Symptoms that suggest the pain can be managed by you:
Pain comes and goes
Pain responds to 1 low dose of over the counter pain medication
Pain is not present while not playing sports
Protective behavior (limping or holding arm to side) does not occur when your child is distracted.

Injury related pain that lingers is most often due to muscle or tendon sprains, strains or contusions (bruises.)   If you are concerned about a fracture, there is usually bruising in the area and pain with motion.  A ligament stretch or tear will be accompanied by swelling and limited function of the joint.  The child may recall a popping sound or sensation.  These issues should be seen immediately by a sports medicine professional, as improper healing could lead to long term consequences.

Non-injury pain is most likely due to overuse, but can also begin suddenly. This pain occurs when muscle, ligament, tendon or bone becomes inflamed due to excessive repetitive drills, weight training, increased intensity, double workouts, or not resting at least 1 day a week. If the over-activity is associated with both muscle and physical fatigue, balance and form can be off and lead to more severe injuries.   Rest is imperative.  Don’t be shy communicating with the coach that your child needs rest.  Get a doctor’s note if you must.

Growth makes children more susceptible to pain as the nerves, muscles, tendons and ligaments, while developing, can lead to pain sensitivity and trouble with coordination and balance. Growing pains, described as aching and throbbing in the legs, are more symptomatic in the afternoon or evening. They occur most frequently between ages 3-4 and again at ages 8-12.   Growth plate injuries are also a possibility and cause pain in a joint with motion or load bearing.  Girls are typically growing until age 15; boys to 17. 
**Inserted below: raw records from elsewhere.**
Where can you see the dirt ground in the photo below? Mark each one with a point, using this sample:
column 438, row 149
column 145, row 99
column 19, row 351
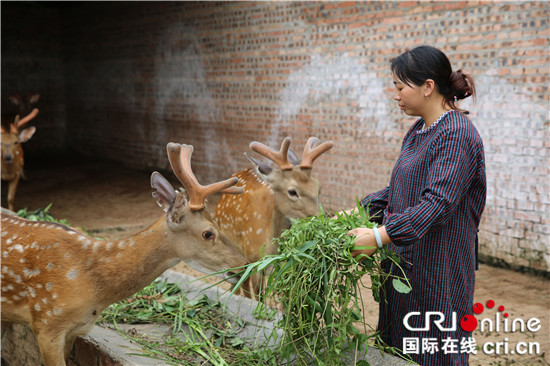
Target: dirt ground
column 112, row 202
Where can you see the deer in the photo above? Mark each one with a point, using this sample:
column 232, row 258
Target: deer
column 12, row 153
column 24, row 106
column 272, row 198
column 57, row 280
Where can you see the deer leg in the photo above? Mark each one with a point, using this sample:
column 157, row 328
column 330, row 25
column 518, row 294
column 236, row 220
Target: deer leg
column 52, row 347
column 12, row 188
column 5, row 327
column 69, row 342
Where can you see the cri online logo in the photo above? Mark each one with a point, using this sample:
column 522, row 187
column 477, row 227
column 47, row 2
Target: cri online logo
column 469, row 322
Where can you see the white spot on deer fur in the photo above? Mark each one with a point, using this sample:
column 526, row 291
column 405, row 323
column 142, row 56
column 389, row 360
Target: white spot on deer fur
column 72, row 274
column 31, row 273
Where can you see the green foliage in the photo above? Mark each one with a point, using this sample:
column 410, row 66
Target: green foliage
column 201, row 329
column 318, row 282
column 41, row 214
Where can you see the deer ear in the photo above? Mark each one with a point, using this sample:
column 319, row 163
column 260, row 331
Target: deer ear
column 26, row 134
column 14, row 99
column 262, row 167
column 164, row 192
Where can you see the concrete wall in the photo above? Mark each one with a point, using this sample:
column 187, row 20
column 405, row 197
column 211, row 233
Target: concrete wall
column 119, row 80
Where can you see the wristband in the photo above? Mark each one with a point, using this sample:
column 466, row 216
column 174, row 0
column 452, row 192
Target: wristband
column 377, row 236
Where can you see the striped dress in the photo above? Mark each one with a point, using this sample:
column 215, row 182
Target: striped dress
column 431, row 210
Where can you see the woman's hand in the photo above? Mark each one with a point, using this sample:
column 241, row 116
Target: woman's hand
column 364, row 237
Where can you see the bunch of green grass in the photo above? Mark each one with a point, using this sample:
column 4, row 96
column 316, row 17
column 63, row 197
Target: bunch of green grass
column 201, row 331
column 318, row 282
column 41, row 214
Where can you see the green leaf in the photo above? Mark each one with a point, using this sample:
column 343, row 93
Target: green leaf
column 400, row 286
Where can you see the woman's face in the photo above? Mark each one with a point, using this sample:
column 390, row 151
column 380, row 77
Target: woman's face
column 410, row 99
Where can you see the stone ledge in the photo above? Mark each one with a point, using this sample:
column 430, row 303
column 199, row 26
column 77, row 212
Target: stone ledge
column 105, row 347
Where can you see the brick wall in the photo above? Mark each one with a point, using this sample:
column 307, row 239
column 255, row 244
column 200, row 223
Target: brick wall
column 221, row 74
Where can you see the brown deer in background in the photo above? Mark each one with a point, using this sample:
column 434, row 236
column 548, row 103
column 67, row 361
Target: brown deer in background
column 58, row 280
column 12, row 153
column 271, row 198
column 24, row 106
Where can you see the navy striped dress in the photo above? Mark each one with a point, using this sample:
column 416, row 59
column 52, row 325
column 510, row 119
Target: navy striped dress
column 431, row 211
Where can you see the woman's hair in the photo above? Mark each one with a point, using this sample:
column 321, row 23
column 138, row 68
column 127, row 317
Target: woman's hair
column 425, row 62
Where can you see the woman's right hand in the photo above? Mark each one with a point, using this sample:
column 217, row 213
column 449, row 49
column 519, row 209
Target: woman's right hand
column 364, row 237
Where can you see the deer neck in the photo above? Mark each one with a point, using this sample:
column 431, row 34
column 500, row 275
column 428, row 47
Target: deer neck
column 134, row 262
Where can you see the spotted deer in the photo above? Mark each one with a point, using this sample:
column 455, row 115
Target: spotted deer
column 12, row 153
column 271, row 198
column 57, row 279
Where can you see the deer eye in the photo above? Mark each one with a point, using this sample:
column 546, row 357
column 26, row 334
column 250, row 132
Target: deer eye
column 292, row 193
column 208, row 235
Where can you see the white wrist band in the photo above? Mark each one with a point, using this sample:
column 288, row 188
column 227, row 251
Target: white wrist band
column 377, row 236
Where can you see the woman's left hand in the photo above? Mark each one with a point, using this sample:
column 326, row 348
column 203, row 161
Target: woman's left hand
column 364, row 237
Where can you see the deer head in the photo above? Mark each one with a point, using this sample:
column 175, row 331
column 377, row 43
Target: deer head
column 12, row 153
column 296, row 191
column 271, row 198
column 186, row 214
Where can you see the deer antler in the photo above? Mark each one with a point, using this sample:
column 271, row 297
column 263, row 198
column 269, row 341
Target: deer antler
column 180, row 160
column 279, row 157
column 310, row 153
column 20, row 122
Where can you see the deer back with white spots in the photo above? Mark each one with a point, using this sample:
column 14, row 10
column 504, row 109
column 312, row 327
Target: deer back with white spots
column 12, row 153
column 272, row 196
column 57, row 279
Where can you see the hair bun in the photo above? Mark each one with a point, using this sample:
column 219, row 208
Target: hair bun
column 461, row 85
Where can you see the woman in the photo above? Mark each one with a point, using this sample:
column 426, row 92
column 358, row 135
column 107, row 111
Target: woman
column 430, row 212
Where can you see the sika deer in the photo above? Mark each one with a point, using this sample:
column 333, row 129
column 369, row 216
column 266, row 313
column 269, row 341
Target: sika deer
column 271, row 198
column 58, row 280
column 12, row 154
column 24, row 106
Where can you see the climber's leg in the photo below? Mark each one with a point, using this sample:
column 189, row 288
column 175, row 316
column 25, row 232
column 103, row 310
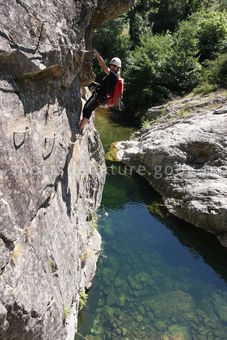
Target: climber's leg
column 92, row 104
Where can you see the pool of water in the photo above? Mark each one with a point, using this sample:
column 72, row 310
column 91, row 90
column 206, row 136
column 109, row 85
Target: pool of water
column 157, row 277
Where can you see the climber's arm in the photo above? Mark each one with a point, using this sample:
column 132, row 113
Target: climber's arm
column 101, row 62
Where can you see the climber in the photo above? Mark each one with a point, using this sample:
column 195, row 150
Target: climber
column 107, row 92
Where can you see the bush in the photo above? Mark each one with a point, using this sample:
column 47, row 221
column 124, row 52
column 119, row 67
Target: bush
column 145, row 73
column 214, row 75
column 211, row 30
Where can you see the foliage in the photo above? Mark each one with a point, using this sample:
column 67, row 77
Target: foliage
column 146, row 71
column 214, row 75
column 112, row 40
column 172, row 62
column 211, row 30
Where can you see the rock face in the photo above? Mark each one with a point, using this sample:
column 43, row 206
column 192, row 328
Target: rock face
column 51, row 178
column 183, row 155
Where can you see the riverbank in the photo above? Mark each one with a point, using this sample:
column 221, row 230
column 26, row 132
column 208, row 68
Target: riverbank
column 158, row 278
column 183, row 156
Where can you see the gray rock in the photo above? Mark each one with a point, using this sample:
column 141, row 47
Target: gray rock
column 185, row 160
column 51, row 177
Initial home treatment should begin with the RICEM protocol:
Rest:  I use the term “relative rest” to describe staying active as long as it does not cause pain
Ice:  5-10 minutes 3 times a day. You can never go wrong with ice over heat.  Ice is the best treatment for inflammation and pain; heat can increase inflammation.   Be careful not to place ice directly on skin as it may cause a skin burn. 
Compression:  if a joint is swollen, wrapping it snuggly can help with discomfort and limit further swelling (NOTE:  for swelling medical attention is recommended) 
Elevation:  Keeping a sore ankle or knee elevated helps with circulation and lessens swelling
Meds:  a low dose of over the counter advil or aleve can help and even heal as it decreases inflammation along with improving pain.  Tylenol does not decrease inflammation but helps with pain.  Follow directions on the bottle and consider starting with half the recommended dose.  For children under 12, use pediatric pain medications. 

Pain you can manage should resolve within a few days.  If you are uncomfortable with your child’s pain even if symptoms fall under the “pain you can manage” category, see a physician.  Urgent care centers are excellent at clearing injuries if you are unable to get to your doctor or a specialist.   If pain is low level, but keeps returning over weeks or months, consider physical therapy.  If it still continues after 4-8 physical therapy treatments, return to your doctor and ask for testing.  The sooner pain is treated and resolved, the healthier, happier and more successful your child will be.